How do we counter the AMA and physician practices (and everyone else dragging their feet)? Play up the benefits. Yes, ICD-10-CM includes 68,000 codes. But those codes provide physicians with a lot more information about the patient’s health. Say a patient broke his leg. In ICD-9-CM, we can tell if the fracture was open or closed and which part of the bone was broken. In ICD-10-CM, we’ll also know which leg and whether the patient is receiving active treatment, routine follow-up care, or suffering from a late effect.
Researchers will be able to abstract more meaningful data and see what kinds of diseases or injuries are becoming more or less prevalent in the population. Right now, we can’t use coded data to track the number of patients in the U.S. with Ebola.
ICD-10-PCS is absolutely more complicated than ICD-9-CM Volume 3. And that’s a good thing. Right now, in ICD-9-CM Volume 3, we have one code for a closure of the skin and subcutaneous tissue of other sites (86.59).

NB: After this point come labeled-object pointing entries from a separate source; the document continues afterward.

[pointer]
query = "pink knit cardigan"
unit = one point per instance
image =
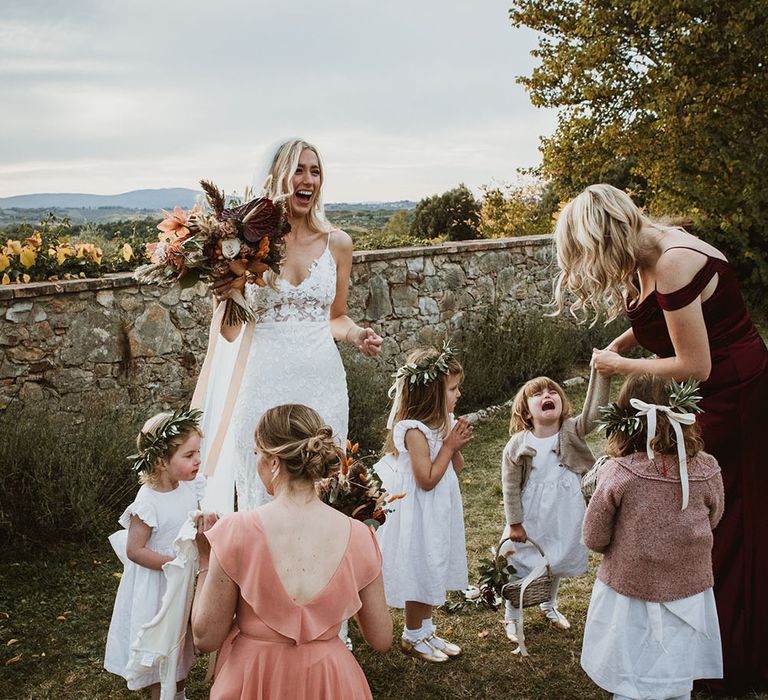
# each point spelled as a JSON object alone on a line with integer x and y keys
{"x": 652, "y": 549}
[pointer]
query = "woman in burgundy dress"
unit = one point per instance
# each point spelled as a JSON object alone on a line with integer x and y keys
{"x": 684, "y": 305}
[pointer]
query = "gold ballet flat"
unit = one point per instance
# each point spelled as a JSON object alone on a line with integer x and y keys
{"x": 449, "y": 649}
{"x": 433, "y": 656}
{"x": 510, "y": 629}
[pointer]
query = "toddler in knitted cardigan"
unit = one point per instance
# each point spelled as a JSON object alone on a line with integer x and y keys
{"x": 541, "y": 472}
{"x": 652, "y": 625}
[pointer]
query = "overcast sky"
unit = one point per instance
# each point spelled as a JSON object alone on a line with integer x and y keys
{"x": 404, "y": 98}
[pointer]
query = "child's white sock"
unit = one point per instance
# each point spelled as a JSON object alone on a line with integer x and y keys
{"x": 428, "y": 629}
{"x": 414, "y": 636}
{"x": 511, "y": 613}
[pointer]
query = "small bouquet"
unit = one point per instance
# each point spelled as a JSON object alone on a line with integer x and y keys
{"x": 212, "y": 241}
{"x": 356, "y": 491}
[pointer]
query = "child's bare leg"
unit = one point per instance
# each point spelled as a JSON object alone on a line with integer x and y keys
{"x": 415, "y": 612}
{"x": 414, "y": 634}
{"x": 550, "y": 607}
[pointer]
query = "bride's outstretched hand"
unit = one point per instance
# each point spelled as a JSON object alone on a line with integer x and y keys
{"x": 606, "y": 361}
{"x": 369, "y": 343}
{"x": 222, "y": 289}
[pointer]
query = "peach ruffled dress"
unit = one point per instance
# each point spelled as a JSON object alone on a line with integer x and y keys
{"x": 276, "y": 647}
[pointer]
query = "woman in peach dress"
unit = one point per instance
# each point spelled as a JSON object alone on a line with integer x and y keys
{"x": 289, "y": 573}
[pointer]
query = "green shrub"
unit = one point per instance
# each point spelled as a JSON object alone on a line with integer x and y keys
{"x": 454, "y": 214}
{"x": 501, "y": 352}
{"x": 60, "y": 480}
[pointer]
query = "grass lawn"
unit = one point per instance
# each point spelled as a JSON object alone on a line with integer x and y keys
{"x": 55, "y": 607}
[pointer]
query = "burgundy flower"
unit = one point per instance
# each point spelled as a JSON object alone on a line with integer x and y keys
{"x": 260, "y": 217}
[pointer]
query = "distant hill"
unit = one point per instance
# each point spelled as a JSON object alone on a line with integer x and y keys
{"x": 369, "y": 206}
{"x": 137, "y": 199}
{"x": 139, "y": 204}
{"x": 152, "y": 200}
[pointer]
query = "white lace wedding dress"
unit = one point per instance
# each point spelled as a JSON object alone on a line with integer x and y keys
{"x": 292, "y": 359}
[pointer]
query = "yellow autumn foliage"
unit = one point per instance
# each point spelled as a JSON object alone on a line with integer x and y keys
{"x": 28, "y": 256}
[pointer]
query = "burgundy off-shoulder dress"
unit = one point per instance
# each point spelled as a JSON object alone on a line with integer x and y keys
{"x": 734, "y": 427}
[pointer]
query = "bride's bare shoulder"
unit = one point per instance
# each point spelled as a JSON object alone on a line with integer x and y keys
{"x": 340, "y": 240}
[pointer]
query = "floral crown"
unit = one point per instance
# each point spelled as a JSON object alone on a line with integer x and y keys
{"x": 426, "y": 370}
{"x": 683, "y": 397}
{"x": 158, "y": 441}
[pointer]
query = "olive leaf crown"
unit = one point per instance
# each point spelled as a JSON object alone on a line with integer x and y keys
{"x": 155, "y": 444}
{"x": 683, "y": 397}
{"x": 426, "y": 370}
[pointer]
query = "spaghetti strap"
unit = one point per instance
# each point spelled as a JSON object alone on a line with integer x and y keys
{"x": 685, "y": 295}
{"x": 686, "y": 247}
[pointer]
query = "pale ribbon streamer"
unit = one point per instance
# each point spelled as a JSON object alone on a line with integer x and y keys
{"x": 198, "y": 398}
{"x": 395, "y": 393}
{"x": 649, "y": 410}
{"x": 524, "y": 583}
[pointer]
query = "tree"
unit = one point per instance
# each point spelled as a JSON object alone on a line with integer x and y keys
{"x": 522, "y": 210}
{"x": 454, "y": 214}
{"x": 668, "y": 100}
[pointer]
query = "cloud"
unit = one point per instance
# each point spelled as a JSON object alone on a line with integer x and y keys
{"x": 404, "y": 98}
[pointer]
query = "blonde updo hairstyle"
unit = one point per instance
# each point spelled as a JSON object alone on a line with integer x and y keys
{"x": 298, "y": 437}
{"x": 651, "y": 389}
{"x": 147, "y": 433}
{"x": 425, "y": 402}
{"x": 598, "y": 240}
{"x": 278, "y": 185}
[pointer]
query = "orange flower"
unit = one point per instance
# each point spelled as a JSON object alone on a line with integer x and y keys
{"x": 175, "y": 224}
{"x": 263, "y": 248}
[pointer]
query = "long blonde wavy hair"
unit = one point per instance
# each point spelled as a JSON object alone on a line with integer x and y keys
{"x": 598, "y": 241}
{"x": 277, "y": 184}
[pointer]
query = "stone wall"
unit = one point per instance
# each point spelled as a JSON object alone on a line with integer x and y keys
{"x": 109, "y": 342}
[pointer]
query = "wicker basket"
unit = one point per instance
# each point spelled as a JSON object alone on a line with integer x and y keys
{"x": 538, "y": 591}
{"x": 589, "y": 480}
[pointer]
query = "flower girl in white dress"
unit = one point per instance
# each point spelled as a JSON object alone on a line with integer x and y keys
{"x": 168, "y": 461}
{"x": 422, "y": 542}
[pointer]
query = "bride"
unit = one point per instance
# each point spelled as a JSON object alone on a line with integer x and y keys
{"x": 287, "y": 354}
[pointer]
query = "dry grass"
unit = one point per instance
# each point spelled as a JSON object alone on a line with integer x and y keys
{"x": 61, "y": 658}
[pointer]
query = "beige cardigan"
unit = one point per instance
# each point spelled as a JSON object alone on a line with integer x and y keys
{"x": 572, "y": 450}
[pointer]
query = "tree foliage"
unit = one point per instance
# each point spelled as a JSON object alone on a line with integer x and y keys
{"x": 517, "y": 210}
{"x": 454, "y": 214}
{"x": 668, "y": 100}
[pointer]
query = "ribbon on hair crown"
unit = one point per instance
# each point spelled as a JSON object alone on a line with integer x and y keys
{"x": 428, "y": 369}
{"x": 683, "y": 405}
{"x": 684, "y": 397}
{"x": 157, "y": 442}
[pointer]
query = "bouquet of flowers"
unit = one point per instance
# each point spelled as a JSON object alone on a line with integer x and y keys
{"x": 356, "y": 491}
{"x": 212, "y": 241}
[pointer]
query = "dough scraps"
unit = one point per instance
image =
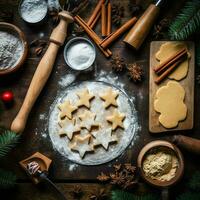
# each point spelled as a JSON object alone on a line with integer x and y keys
{"x": 109, "y": 96}
{"x": 68, "y": 127}
{"x": 169, "y": 102}
{"x": 104, "y": 137}
{"x": 82, "y": 145}
{"x": 87, "y": 120}
{"x": 167, "y": 50}
{"x": 116, "y": 119}
{"x": 84, "y": 98}
{"x": 66, "y": 109}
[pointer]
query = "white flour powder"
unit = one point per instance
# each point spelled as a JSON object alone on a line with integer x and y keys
{"x": 11, "y": 50}
{"x": 33, "y": 11}
{"x": 80, "y": 55}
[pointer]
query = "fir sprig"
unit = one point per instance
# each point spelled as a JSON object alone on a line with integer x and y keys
{"x": 187, "y": 22}
{"x": 122, "y": 195}
{"x": 7, "y": 179}
{"x": 8, "y": 140}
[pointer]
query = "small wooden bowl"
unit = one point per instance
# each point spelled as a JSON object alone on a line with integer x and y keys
{"x": 10, "y": 28}
{"x": 167, "y": 145}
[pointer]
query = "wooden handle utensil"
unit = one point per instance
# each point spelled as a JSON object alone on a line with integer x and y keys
{"x": 42, "y": 72}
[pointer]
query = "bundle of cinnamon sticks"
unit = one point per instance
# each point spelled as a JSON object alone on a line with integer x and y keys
{"x": 104, "y": 10}
{"x": 166, "y": 68}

That doesn’t really tell you much.
In ICD-10-PCS, we’ll be able to specify where that closure was:
  • Scalp
  • Face
  • Anterior neck
  • Posterior neck
  • Chest
  • Back
  • Abdomen
  • Buttock
  • Perineum
  • Pelvic region
  • Right upper arm
  • Left upper arm
  • Right lower arm
  • Left lower arm
  • Right hand
  • Left hand
  • Right upper leg
  • Left upper leg
  • Right lower leg
  • Left lower leg
  • Right foot
  • Left foot
More details? Absolutely. More work for the physicians? I hope not. They should already be documenting where they are performing a closure (especially if they want to get paid for their professional services). And, oh by the way, physicians will still be billing CPT® codes for procedures. Why do they even care that PCS is more complicated?

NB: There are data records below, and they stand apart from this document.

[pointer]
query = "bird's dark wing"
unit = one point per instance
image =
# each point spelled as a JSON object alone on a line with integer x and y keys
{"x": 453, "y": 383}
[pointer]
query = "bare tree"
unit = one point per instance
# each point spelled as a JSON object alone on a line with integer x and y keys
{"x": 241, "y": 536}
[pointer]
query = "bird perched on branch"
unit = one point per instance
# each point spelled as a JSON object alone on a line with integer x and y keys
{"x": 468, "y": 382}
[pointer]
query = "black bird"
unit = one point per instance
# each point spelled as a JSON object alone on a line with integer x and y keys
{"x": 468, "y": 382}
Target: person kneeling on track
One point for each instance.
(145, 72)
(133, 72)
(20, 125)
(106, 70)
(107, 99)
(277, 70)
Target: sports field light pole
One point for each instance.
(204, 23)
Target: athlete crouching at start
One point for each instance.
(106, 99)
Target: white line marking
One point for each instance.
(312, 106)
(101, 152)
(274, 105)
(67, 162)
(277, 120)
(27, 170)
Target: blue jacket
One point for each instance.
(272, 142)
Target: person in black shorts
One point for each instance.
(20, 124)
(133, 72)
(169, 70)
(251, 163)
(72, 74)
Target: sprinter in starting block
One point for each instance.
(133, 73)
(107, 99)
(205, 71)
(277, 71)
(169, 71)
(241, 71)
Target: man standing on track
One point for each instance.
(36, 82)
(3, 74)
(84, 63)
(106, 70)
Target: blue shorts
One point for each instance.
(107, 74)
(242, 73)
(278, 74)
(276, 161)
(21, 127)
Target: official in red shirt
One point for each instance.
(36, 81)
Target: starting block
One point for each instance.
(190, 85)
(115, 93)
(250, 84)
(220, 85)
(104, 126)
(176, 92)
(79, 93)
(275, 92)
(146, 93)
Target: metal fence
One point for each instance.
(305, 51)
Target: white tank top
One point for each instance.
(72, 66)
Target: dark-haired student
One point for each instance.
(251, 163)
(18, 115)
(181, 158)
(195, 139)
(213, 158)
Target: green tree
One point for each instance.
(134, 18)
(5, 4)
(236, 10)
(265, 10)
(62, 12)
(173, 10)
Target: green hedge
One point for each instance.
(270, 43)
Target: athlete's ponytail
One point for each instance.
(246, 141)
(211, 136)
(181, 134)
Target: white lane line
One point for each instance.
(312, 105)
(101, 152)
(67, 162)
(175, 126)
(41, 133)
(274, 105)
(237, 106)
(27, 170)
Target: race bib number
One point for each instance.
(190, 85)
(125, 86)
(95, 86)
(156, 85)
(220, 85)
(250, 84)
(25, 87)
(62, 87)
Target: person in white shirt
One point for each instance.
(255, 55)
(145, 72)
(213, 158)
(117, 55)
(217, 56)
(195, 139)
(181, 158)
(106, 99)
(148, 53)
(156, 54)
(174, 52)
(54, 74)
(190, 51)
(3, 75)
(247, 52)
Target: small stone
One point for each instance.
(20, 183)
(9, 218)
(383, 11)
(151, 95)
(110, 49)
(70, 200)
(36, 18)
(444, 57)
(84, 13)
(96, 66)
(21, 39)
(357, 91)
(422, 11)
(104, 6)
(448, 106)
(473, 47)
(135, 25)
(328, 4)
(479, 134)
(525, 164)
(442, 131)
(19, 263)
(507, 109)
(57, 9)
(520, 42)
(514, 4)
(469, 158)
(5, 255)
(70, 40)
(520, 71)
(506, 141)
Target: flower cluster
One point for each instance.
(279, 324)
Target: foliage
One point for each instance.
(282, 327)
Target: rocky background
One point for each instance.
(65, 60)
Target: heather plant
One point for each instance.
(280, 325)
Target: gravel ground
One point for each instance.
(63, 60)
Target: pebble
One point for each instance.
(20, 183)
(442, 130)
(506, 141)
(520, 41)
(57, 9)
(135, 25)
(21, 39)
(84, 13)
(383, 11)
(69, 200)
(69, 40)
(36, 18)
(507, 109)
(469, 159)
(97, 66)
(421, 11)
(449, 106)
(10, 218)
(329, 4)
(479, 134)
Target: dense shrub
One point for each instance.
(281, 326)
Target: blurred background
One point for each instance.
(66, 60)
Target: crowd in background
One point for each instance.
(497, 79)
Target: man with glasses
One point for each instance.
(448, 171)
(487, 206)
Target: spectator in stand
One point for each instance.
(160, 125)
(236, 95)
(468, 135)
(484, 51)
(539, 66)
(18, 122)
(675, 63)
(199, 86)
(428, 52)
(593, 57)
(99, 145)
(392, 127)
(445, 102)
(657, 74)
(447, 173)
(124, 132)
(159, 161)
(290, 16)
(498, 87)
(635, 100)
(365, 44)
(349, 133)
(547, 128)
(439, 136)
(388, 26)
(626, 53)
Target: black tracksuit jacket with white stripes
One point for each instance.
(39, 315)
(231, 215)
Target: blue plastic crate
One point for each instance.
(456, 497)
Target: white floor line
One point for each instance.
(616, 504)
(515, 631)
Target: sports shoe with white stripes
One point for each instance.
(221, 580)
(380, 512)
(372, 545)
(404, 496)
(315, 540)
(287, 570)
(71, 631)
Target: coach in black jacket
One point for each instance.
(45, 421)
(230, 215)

The physician organizations argue that the U.S. is the only country to tie coding to reimbursement. We’re also the last major industrialized country to keep limping along on the 30-year-old ICD-9 system. Yes, some physician practices will likely fold after ICD-10 implementation because either they aren’t ready or their payers aren’t ready.
If physician practices don’t prepare, they have only themselves to blame. Their readiness is completely under their control. ICD-10 isn’t a surprise. We were supposed to be using it in 2012. You’ve already had two extra years to get ready and you’re entering the third bonus year. What are you waiting for?

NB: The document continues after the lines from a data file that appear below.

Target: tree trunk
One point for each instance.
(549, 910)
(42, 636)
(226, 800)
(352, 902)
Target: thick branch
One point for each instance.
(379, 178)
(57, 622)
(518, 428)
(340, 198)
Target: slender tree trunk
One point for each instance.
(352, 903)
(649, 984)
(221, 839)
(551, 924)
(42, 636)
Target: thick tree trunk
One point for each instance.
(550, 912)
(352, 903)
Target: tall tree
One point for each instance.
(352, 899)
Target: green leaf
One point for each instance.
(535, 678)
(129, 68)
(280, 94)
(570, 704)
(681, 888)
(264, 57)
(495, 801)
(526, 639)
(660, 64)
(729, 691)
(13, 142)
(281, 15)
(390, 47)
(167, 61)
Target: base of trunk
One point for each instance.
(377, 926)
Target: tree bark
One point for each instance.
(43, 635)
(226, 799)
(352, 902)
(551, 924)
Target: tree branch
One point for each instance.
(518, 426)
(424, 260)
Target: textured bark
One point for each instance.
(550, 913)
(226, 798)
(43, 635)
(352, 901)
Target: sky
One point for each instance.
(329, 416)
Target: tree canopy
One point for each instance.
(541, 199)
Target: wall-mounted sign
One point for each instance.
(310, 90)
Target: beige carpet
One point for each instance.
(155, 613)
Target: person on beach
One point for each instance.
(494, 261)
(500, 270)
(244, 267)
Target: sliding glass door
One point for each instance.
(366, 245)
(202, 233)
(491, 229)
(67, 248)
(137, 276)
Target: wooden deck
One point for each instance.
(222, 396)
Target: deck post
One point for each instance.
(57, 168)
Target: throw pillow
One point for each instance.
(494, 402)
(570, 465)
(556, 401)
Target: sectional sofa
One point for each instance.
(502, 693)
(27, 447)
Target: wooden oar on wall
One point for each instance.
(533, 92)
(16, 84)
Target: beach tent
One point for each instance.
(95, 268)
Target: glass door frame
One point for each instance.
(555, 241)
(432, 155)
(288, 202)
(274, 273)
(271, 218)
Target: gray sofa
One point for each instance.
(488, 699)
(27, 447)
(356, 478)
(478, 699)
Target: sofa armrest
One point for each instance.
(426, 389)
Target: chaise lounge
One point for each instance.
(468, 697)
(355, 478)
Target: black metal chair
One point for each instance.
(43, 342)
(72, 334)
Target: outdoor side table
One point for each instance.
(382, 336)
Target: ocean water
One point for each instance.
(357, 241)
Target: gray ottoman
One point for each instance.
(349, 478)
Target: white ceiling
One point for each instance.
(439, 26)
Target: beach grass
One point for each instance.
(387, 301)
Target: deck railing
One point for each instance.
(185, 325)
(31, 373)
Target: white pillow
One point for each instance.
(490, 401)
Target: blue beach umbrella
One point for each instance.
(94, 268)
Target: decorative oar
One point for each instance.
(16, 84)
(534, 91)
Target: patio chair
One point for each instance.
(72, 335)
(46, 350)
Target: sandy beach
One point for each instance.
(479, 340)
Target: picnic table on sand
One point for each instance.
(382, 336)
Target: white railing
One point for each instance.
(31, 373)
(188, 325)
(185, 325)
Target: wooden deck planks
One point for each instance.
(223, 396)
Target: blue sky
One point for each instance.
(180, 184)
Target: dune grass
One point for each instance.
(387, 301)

If it’s the payer’s fault, shame on them. You can (and should) find out know where your payers stand on ICD-10 readiness. And for the love of the Flying Spaghetti Monster, TEST your systems! Repeatedly. With every payer you can. (CMS is offering multiple testing weeks, so sign up.) Getting the codes right does you no good if you can’t submit a claim or your payer can’t process it correctly.
If the physician groups want to lobby Congress, then so should the organizations that want ICD-10. Organizations and practices have already spent billions preparing for ICD-10. Let’s not waste more time and money.